Orbán erklärte, der Westen müsse verstehen, dass Putin nicht verlieren könne und werde. Russland kann nicht zulassen, dass die NATO eine Präsenz in der Ukraine aufbaut. Russland wollte eine befreundete Regierung in der Ukraine installieren. Hätte Russland einen schnellen Sieg errungen, wäre das vielleicht möglich gewesen, aber jetzt ist es hoffnungslos. Die Zeit dafür ist längst vorbei. Deshalb ist es jetzt Russlands Ziel, die Ukraine zu einem unregierbaren Wrack zu machen, sodass der Westen sie nicht als Preis beanspruchen kann. Das ist ihnen bereits gelungen.

Eskalation ist jetzt unvermeidlich

„Wir stecken in großen, großen Schwierigkeiten“, sagte er über den Westen. Wenn Russlands kommende Frühjahrsoffensive erfolgreich ist, dann werden die NATO-Länder vor der Frage stehen, ob wir Soldaten entsenden, um für die Ukraine zu kämpfen. Orbán glaubt, dass das etwas ist, über das das US-amerikanische Volk nicht nachdenkt, aber es steht im Fokus einer wachsenden Zahl von Europäern, deren Länder verwüstet werden, wenn sich der Krieg ausbreitet.

Aus der Runde der ungläubigen Journalisten kam die Frage: „Wirklich? NATO-Truppen kämpfen gegen Russen in der Ukraine?“

Ja, entgegnete Orbán. Es klinge heute verrückt, „aber wenn man sich die Tendenz anschaut, wie wir heute an diesen Punkt gekommen sind, kann es nicht ausgeschlossen werden“.
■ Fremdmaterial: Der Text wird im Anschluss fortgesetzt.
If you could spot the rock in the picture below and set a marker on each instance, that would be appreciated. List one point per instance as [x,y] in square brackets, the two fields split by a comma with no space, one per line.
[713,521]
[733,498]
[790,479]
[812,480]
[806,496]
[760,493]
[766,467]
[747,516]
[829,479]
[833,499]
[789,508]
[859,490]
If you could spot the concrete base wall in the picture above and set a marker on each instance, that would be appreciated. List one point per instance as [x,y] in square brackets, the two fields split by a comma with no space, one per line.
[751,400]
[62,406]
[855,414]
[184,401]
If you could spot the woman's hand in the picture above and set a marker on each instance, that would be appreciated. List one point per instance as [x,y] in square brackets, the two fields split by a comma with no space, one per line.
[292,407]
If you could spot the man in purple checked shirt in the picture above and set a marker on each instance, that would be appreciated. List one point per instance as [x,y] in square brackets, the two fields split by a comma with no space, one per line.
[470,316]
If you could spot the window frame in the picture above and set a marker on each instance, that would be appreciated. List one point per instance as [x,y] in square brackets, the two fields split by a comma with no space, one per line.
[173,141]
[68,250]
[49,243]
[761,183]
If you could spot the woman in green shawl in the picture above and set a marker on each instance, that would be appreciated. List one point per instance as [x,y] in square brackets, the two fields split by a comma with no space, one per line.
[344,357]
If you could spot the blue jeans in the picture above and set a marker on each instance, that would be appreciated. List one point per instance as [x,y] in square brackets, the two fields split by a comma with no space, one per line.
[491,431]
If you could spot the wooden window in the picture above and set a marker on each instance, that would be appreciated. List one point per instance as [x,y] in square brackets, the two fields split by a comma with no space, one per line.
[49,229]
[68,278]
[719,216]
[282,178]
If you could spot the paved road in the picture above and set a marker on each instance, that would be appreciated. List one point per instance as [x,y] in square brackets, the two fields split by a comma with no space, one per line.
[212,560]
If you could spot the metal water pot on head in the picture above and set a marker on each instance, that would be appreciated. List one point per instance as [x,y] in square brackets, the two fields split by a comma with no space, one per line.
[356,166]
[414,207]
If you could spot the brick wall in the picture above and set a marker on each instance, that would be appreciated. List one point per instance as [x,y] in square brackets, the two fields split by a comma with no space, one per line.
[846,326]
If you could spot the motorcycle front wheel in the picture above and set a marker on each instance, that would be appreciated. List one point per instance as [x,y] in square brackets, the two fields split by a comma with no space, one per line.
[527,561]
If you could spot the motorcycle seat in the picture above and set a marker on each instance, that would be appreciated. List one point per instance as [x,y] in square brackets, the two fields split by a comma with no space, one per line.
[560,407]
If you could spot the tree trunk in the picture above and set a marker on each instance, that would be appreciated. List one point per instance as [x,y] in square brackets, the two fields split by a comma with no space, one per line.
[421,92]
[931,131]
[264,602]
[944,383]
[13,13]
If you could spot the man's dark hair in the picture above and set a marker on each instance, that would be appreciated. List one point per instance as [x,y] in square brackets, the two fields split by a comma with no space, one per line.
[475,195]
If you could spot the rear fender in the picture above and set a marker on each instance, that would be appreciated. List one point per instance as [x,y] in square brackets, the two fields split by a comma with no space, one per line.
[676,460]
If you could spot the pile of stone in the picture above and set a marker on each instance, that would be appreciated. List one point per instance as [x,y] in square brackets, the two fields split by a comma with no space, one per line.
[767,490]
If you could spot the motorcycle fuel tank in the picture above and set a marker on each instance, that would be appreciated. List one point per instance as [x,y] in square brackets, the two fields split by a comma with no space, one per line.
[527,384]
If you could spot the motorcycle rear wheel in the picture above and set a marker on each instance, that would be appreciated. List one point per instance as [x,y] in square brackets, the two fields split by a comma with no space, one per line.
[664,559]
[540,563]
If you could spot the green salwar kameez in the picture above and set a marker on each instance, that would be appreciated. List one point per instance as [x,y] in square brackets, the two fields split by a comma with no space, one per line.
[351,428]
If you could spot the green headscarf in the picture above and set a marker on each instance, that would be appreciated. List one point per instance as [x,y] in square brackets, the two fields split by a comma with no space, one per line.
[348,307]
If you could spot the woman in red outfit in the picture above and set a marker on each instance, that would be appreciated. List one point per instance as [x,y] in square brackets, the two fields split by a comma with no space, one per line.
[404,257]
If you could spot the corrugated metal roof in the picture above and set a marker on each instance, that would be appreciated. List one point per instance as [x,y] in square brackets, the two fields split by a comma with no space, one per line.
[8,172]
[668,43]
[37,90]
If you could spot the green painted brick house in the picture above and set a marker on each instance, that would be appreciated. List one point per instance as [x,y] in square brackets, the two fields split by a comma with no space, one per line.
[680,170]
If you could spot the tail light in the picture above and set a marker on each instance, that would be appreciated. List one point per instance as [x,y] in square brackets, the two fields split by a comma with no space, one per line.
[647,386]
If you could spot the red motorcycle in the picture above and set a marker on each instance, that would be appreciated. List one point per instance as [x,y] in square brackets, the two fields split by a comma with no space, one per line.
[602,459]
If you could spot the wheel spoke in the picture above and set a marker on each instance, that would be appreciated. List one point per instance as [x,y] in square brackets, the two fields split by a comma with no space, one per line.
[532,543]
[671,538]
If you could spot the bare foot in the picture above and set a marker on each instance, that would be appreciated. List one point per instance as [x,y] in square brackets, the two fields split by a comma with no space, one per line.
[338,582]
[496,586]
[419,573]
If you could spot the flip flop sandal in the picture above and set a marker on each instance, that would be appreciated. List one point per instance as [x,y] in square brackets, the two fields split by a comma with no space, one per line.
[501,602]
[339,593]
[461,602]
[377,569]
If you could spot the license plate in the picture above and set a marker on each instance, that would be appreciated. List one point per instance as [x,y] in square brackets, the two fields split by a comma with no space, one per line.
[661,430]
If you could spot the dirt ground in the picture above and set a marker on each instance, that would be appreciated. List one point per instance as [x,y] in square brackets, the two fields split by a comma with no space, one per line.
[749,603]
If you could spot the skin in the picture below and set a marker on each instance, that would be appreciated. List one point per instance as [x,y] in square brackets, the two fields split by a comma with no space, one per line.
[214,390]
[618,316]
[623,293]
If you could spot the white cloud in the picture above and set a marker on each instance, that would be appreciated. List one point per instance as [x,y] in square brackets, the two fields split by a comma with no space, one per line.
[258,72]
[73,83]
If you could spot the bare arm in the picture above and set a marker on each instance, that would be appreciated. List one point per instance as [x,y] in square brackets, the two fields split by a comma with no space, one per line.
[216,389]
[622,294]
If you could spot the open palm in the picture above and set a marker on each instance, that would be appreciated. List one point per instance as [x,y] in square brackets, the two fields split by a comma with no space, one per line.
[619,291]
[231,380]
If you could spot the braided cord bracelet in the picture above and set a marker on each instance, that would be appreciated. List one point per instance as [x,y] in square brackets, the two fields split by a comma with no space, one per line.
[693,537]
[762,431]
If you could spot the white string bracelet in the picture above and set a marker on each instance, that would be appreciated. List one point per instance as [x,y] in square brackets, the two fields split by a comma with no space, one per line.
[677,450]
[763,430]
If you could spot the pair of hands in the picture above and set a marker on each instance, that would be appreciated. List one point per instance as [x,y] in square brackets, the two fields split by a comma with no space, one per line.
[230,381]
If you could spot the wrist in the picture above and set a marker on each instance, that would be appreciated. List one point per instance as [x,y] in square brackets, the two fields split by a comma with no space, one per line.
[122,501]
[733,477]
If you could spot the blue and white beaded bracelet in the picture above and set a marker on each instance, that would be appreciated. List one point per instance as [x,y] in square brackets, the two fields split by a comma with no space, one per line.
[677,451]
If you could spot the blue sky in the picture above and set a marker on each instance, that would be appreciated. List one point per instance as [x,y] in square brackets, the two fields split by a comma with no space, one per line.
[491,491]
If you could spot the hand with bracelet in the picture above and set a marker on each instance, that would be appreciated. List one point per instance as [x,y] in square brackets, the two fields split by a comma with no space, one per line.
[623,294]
An dieser Stelle sei ein aktueller Einschub erlaubt:

Am 1. Februar 2023 hob der ehemalige britische Verteidigungsminister, der von der Queen geadelte Sir Gerald Howarth, in einem Fernsehinterview hervor: „Die NATO muss möglicherweise Bodentruppen in die Ukraine entsenden.“ Der Link zum Video ist hier.

[Forts. Rod Dreher]

Orbán hat die westliche Kriegsdynamik in Form der Salamitaktik verstanden, denn gegenüber den Journalisten führt er weiter aus, dass der Westen sich „in einem Krieg mit Russland befindet. Das ist die Realität! Jeden Tag bewegen wir uns weiter.“

In der Diskussion distanziert sich Orbán unzweideutig von dieser Politik des Westens. Er drängt auf Frieden und hat von Anfang an erklärt, dass aus diesem Krieg niemand als Gewinner hervorgeht. Aber er sagt, dass viel zu viele im Westen sich darüber hinwegtäuschen, was wirklich passiert – und was passieren könnte. Die westlichen Politiker mögen vielleicht glauben, dass sie sich nicht im Krieg mit Russland befinden, aber indem sie immer mehr Waffen schicken und eine tatsächlichen Intervention mit NATO-Truppen immer wahrscheinlicher wird, spielen die westlichen Oberhäupter ein extrem gefährliches Spiel mit sich selbst, mit Russland und mit der westlichen Öffentlichkeit, so Orbán.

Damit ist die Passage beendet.